Die jetzigen Widerbeklagten haben zunächst als Klägerinnen die Beklagten und jetzigen Widerklägerinnen auf Feststellung in Anspruch genommen, dass ihnen der Vertrieb von Kosmetika unter dem Zeichen "Nike" in Deutschland nicht verboten werden dürfe. Nach Erhebung einer inhaltsgleichen Widerklage haben die Parteien die negative Feststellungsklage übereinstimmend für erledigt erklärt.

Gegenstand der jetzt noch anhängigen Widerklage sind die folgenden Anträge:

1. Den Klägerinnen wird bei Meidung eines für jeden Fall der Zuwiderhandlung fälligen Ordnungsgeldes bis zu € 250.000,00, ersatzweise Ordnungshaft bis zu 6 Monaten, oder Ordnungshaft bis zu 6 Monaten, im Wiederholungsfall bis zu 2 Jahren, Ordnungshaft zu vollstrecken an den jeweiligen Geschäftsführern bzw. Vorständen, untersagt,

Kosmetika, die mit dem Zeichen "NIKE" versehen sind, insbesondere die Kosmetika "NIKE MAN" (After Shave, Body & Hair Shampoo und Deo Vapo), "NIKE WOMAN" (Perfume Natural Spray, Deodorant, Body Lotion, Eau de Toilette), "NIKE Classic" (Flakon Spray, Aftershave, Deo Stick, Deodorant, Body & Hair Shampoo) und "NIKE NK Men" (Deo Natural Spray), insbesondere wie nachfolgend eingeblendet

in der Bundesrepublik Deutschland selbst oder durch Dritte anzubieten, feilzuhalten und/oder zu vertreiben.

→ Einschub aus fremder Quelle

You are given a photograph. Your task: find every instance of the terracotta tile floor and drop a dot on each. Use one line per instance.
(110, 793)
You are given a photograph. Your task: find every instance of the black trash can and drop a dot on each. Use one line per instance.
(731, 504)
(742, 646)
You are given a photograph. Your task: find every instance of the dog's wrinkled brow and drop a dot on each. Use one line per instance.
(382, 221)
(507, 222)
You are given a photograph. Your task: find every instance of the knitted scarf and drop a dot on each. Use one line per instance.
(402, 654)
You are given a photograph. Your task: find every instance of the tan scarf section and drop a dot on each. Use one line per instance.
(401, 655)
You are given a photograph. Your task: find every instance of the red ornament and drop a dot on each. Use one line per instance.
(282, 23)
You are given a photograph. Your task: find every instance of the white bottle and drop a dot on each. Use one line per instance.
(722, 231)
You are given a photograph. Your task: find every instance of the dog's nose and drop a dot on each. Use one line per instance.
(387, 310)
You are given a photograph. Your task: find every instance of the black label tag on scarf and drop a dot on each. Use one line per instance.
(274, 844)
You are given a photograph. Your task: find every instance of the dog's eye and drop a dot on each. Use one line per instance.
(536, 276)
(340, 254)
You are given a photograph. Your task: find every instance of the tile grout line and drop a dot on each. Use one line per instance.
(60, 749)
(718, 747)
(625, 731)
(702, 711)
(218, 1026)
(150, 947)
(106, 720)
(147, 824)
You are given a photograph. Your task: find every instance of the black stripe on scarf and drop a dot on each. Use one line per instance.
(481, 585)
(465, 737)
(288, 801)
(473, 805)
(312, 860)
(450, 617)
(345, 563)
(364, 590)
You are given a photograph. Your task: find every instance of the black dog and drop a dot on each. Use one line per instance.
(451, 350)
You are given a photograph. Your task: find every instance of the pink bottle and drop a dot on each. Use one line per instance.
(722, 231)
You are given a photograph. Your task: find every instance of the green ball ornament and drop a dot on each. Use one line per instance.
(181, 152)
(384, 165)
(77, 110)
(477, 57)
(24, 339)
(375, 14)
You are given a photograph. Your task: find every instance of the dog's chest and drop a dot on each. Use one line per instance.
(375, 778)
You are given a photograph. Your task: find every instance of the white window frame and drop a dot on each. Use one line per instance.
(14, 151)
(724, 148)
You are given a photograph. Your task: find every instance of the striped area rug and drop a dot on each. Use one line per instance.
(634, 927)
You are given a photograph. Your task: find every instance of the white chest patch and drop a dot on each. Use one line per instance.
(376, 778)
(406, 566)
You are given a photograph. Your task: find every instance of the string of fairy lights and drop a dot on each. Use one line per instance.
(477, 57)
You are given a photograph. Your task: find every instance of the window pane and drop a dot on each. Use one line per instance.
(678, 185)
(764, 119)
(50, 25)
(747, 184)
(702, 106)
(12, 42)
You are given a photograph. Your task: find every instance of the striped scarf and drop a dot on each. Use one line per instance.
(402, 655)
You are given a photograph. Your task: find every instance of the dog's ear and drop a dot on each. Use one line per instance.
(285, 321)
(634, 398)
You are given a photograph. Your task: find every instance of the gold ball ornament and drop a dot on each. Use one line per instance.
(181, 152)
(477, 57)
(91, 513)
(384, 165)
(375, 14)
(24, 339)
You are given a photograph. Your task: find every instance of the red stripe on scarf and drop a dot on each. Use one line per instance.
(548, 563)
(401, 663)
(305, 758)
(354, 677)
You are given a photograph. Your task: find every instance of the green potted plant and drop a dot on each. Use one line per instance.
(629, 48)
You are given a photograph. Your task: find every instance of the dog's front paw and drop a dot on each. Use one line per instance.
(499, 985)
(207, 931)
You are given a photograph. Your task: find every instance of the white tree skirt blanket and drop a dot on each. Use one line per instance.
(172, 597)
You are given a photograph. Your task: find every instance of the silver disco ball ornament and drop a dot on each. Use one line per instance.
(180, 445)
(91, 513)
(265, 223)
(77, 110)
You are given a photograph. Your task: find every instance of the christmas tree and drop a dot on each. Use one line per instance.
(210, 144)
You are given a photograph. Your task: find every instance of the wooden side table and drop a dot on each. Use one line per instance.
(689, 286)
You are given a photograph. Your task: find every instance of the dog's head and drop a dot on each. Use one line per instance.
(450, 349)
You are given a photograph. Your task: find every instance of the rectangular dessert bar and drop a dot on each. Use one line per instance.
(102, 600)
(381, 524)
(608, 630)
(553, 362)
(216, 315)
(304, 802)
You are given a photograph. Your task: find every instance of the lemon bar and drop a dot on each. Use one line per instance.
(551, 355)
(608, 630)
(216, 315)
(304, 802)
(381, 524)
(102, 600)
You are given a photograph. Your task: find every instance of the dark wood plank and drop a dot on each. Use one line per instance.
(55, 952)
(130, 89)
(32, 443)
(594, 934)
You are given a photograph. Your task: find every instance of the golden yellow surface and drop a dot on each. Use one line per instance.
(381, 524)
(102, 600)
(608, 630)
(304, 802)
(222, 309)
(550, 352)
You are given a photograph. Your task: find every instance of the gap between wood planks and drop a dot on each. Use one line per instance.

2) Die Klägerinnen werden verurteilt, Auskunft zu erteilen über die Verwendung der Bezeichnung "NIKE" gemäß Ziffer 1 in der Bundesrepublik Deutschland, insbesondere über

a) Namen und Anschriften gewerblicher Abnehmer in der Bundesrepublik Deutschland, Menge der eingeführten, ausgelieferten und bestellten Waren gemäß Ziffer 1,

b) die Angebots- und Lieferzeiten sowie die Angebots- und Lieferpreise,

c) die betriebene Werbung, aufgeschlüsselt nach Werbeträgern, deren Auflagenhöhe, Verbreitungszeitraum und Verbreitungsgebiet und Empfänger,

d) den nach den einzelnen Kostenfaktoren aufgeschlüsselten Gestehungskosten und den erzielten Gewinn;

dies alles unter Vorlage von Rechnungen und Lieferscheinen.

3) Die Klägerinnen werden verurteilt, als Gesamtschuldner an die Beklagten als Gesamtgläubiger den Gewinn herauszugeben, den sie aus der Verwendung der Bezeichnung "NIKE" gemäß Ziffer 1 in der Bundesrepublik Deutschland erzielt haben.

Das Landgericht hat die Widerbeklagten gemäß diesen Anträgen verurteilt. Wegen der Einzelheiten des erstinstanzlichen Sachvortrages wird auf den Tatbestand des landgerichtlichen Urteils Bezug genommen.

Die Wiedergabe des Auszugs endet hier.